US moves ahead on food safety
By Boyd Champness
THE US government has introduced sweeping reforms at abattoir level in recent years, making industry more responsible for food safety, according to a top US government official.
US Department of Agriculture food safety and inspection service administrator Thomas Billy said an E.Coli outbreak in the US in 1993, kick-started the government into reviewing its food safety programme.
Mr Billy said the department decided that the time had come to make abattoirs and meat processors more responsible for food safety, while the governments role would be to make sure its requirements had been met, and to take appropriate action if not.
Speaking at the food safety conference in London, Mr Billy said one of the departments true success stories was its ruling on Pathogen Reduction and Hazard Analysis and Critical Control Points (HACCP).
In short, HACCP is the introduction of new regulations for the nations slaughtering and processing plants. HACCP outlines food safety performance standards with respect to micro-organisms in raw products.
Under HACCP, all slaughtering plants were required to begin testing for E.Coli in January this year, as well as introduce standard operating procedures for sanitation.
By January 1998, full implementation of the HACCP begins, with the largest plants obliged to introduce the regulations first. By 2000 all plants will be required to have HACCP in place.

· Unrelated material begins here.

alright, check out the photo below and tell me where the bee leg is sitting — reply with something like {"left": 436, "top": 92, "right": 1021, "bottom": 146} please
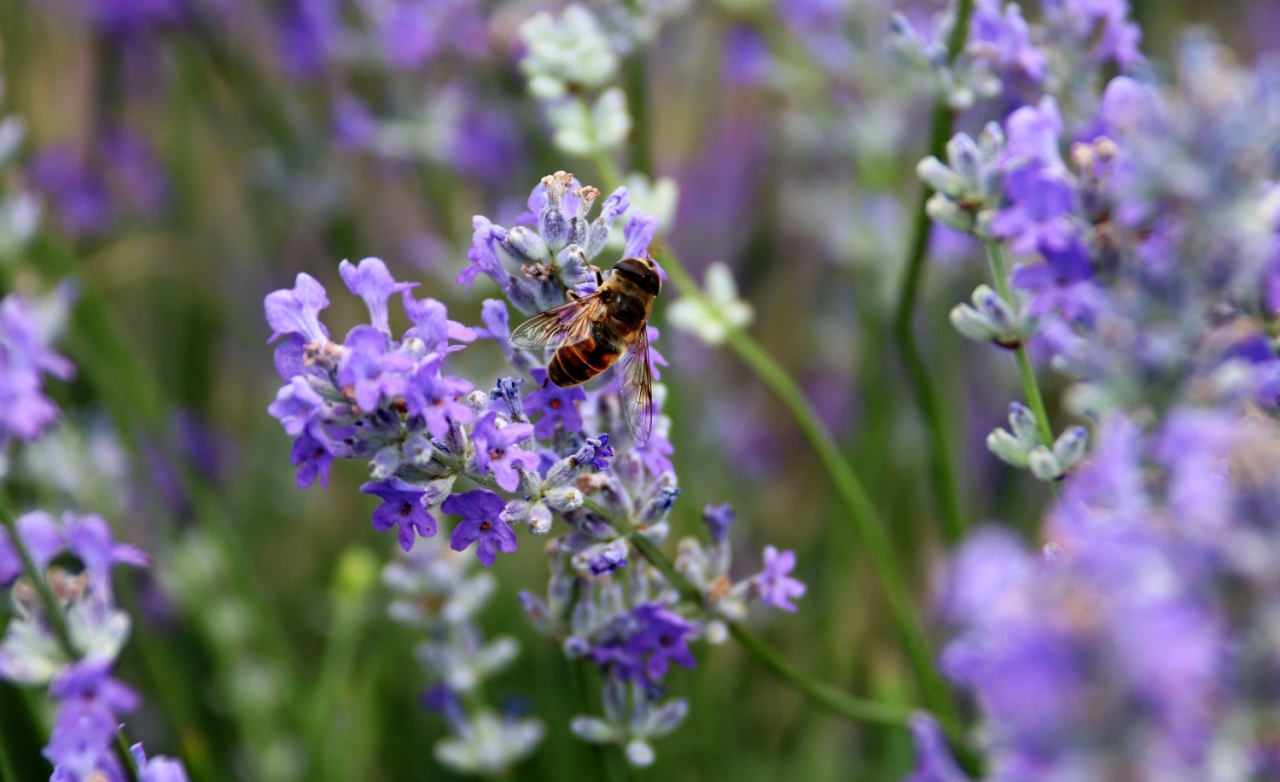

Mr Billy said the department believed that the adoption of HACCP and food safety standards within plants would have a flow-on effect on the rest of the industry.
“Our new requirements for mandatory HACCP, performance standards, and microbial testing have no direct effect on producers, transporters and retailers, but we believe that the adoption of HACCP and food safety standards within plants will have a ripple effect,” he said.
“As plants are required to meet the various measures of performance we have set, we believe they will apply pressure on their suppliers to implement HACCP-type systems,” he added.
“And transporters and retailers, at the other end, are feeling the pressure to implement controls to keep food safe once it leaves the plant, as well as to establish their own product specifications and testing requirements for improved food safety.”